Now why do these two morons think might be? Well, just look at the previous paragraph. 
The problem here is obvious—any “off the shelf” model looks, in economic terms, very like existing EU membership. And in political terms it looks even worse: during the referendum campaign, both Remain and Leave dismissed—crudely but not inaccurately—the “Norway model” as “pay but no say.” And indeed EEA membership implies not only accepting free movement, but also acceptance of EU law, and continued payments to the EU.
As EUreferendum.com notes (for the billionth time), one of the great lies perpetrated by remainers and "Ultras" alike is the claim that pursuing the "Norway" (Efta/EEA) option would require us (the UK) to continue obeying EU laws, with "no say" in their creation. That never was true, even within the constraints of the EEA institutional arrangements. Something this blog has also detailed countless times.
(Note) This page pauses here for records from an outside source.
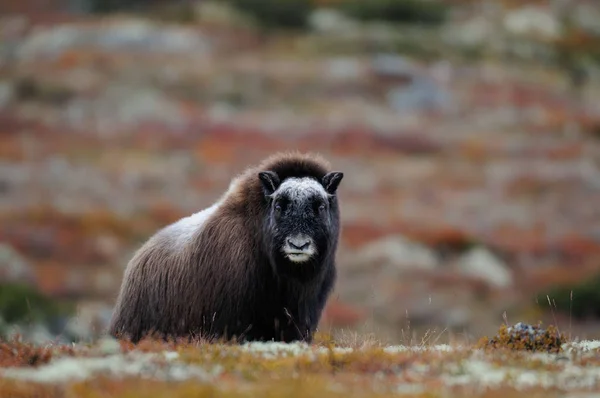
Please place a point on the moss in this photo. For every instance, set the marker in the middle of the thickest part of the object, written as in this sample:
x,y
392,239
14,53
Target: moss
x,y
281,14
581,300
23,304
525,338
407,11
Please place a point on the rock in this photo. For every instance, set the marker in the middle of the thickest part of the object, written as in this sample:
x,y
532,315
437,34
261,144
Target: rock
x,y
473,32
133,35
480,263
330,21
389,65
532,21
220,13
396,252
91,321
109,346
14,268
35,334
419,94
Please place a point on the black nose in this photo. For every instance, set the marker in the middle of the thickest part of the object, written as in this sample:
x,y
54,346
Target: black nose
x,y
299,244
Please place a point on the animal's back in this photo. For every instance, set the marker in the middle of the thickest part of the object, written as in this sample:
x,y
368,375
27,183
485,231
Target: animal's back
x,y
160,278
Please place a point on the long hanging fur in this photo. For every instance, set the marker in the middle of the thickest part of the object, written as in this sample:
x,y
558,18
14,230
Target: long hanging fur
x,y
211,274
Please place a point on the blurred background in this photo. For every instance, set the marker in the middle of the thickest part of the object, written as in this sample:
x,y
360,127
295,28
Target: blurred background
x,y
468,131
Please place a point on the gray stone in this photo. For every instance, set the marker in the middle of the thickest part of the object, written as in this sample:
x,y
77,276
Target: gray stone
x,y
13,267
480,263
396,252
326,20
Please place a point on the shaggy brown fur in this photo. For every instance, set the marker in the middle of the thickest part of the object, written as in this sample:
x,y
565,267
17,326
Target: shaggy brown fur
x,y
222,281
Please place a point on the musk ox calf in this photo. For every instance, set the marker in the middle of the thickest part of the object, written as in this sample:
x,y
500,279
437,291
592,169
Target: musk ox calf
x,y
259,264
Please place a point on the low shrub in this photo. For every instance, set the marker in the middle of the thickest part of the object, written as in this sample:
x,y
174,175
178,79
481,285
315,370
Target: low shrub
x,y
523,337
581,300
407,11
289,14
22,304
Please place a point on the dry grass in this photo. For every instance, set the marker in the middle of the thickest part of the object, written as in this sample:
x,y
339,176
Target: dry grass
x,y
351,366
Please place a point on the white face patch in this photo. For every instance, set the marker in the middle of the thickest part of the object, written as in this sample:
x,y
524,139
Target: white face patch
x,y
299,248
300,189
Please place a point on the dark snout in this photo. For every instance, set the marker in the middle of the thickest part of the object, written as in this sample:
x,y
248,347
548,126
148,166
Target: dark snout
x,y
299,243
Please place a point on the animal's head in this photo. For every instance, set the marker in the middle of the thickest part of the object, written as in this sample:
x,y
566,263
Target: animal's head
x,y
302,219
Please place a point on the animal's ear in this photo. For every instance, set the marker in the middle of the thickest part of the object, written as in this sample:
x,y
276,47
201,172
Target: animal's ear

Nor indeed would we pay anything like what we pay to the EU presently. We would pay for those services we use and the ventures we participate in, and possibly the EEA grants mechanism, but that is the fullest extent of it. 

The "pay but no say" meme is without a doubt the singular most irritating feature of this whole debate. In significance it is as big a lie as the egregious £350m - but in effect is worse because it lives on. Between this and the continued muddle as to the function of the customs union, there is no clarity in the debate - which above all is the retarding factor. This is ultimately what makes the hardest Brexit more likely. Sloppy, disingenuous hackery from people who really should know better by now.